My feeling is I want to pull the data using a host by host

so for instance

foreach group cGroup in bes Groups

foreach host cHost in cGroup

do netstat query

do vuln query

do stig query

however there is a high possibility that there are going to be hosts that are not in groups.

soap is not the fastest thing in the universe

I am looking to get the best optimized way to pull this data.

I’ve thought perhapse a packet system but I am not certain how to tell big fix to give me results for hosts

iCurrentHost through iCurrentHost + iPacketSize

Ultimately my challenge comes down to scalability of solution

Anyone have thoughts / suggestions / questions ?



(imported comment written by BenKus)

Interesting challenge… and at the scale of 200,000 agents, you definitely are right to make sure you properly architect your approach to avoid scaling issues…

How often do you want to query the data?


(imported comment written by djorlett91)

The query is user driven, typically on the same time frame as a scan would be for a system.

Think in terms of a vulnerability scanner (nessus, macafee vuln manager, etc)

The goal here is to use the current node base as a scan utility.

That is the long way to say that it will be whenever they client does a scan of their environment for vulnerabilities. Sometimes its once a week, sometimes its once a month, or even once a quarter.

Obviously I can’t hit the whole system at once because the string array will not serialize and send across the proxy. So its really about trying to find the closest thing to optimized as I can get.

I appreciate any insight into the big fix system or any thoughts about using the get relevance results async in creative ways. I’ve thought about it a bit but my thinking is geared toward working with sql and packeting result sets so its a little different.


(imported comment written by BenKus)

Hey Devon,

Hmmm… I thought I knew what you were trying to accomplish based on your first post, but then I was confused by your follow-up post… Do you mind summarizing again what you were looking to accomplish to help me get clarity on the use-case?


(imported comment written by djorlett91)


So here it is in a nutshell

I am integrating big fix with a tool suite that builds data from a vulnerability scanner.

So what I need is a “snapshot” of the existing environment from which this other tool suite will build a model.

While I can use sql to pull the data, relevance is really the only way to get at most of this information at least as far as I am aware.

So if I use the WebService to pull my data I am faced with the possibility that the amount of data coming down the http pipe (or https). I know from experience that at a certain size the serialize will bomb out when its building and there is no native subdivision or packeting functionaltiy.

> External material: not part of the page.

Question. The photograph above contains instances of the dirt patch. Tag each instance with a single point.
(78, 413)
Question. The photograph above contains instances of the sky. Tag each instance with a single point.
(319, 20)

I have to build it for the largest case first and then look at some shortcuts if i have a smaller sample set. Either way I am looking at a very possible 500,000 nodes in the system even though my previous example was 200,000.

So at request I need to get a snapshot of the existing environment which includes hosts, the ports open on those hosts, and the vulnerabilities associated with those hosts (patches needed or fixlets)

I am also looking at pulling the current grouping structure, and the DISSA STIG information for each of the hosts.

I hope that clears up what I am trying to accomplish.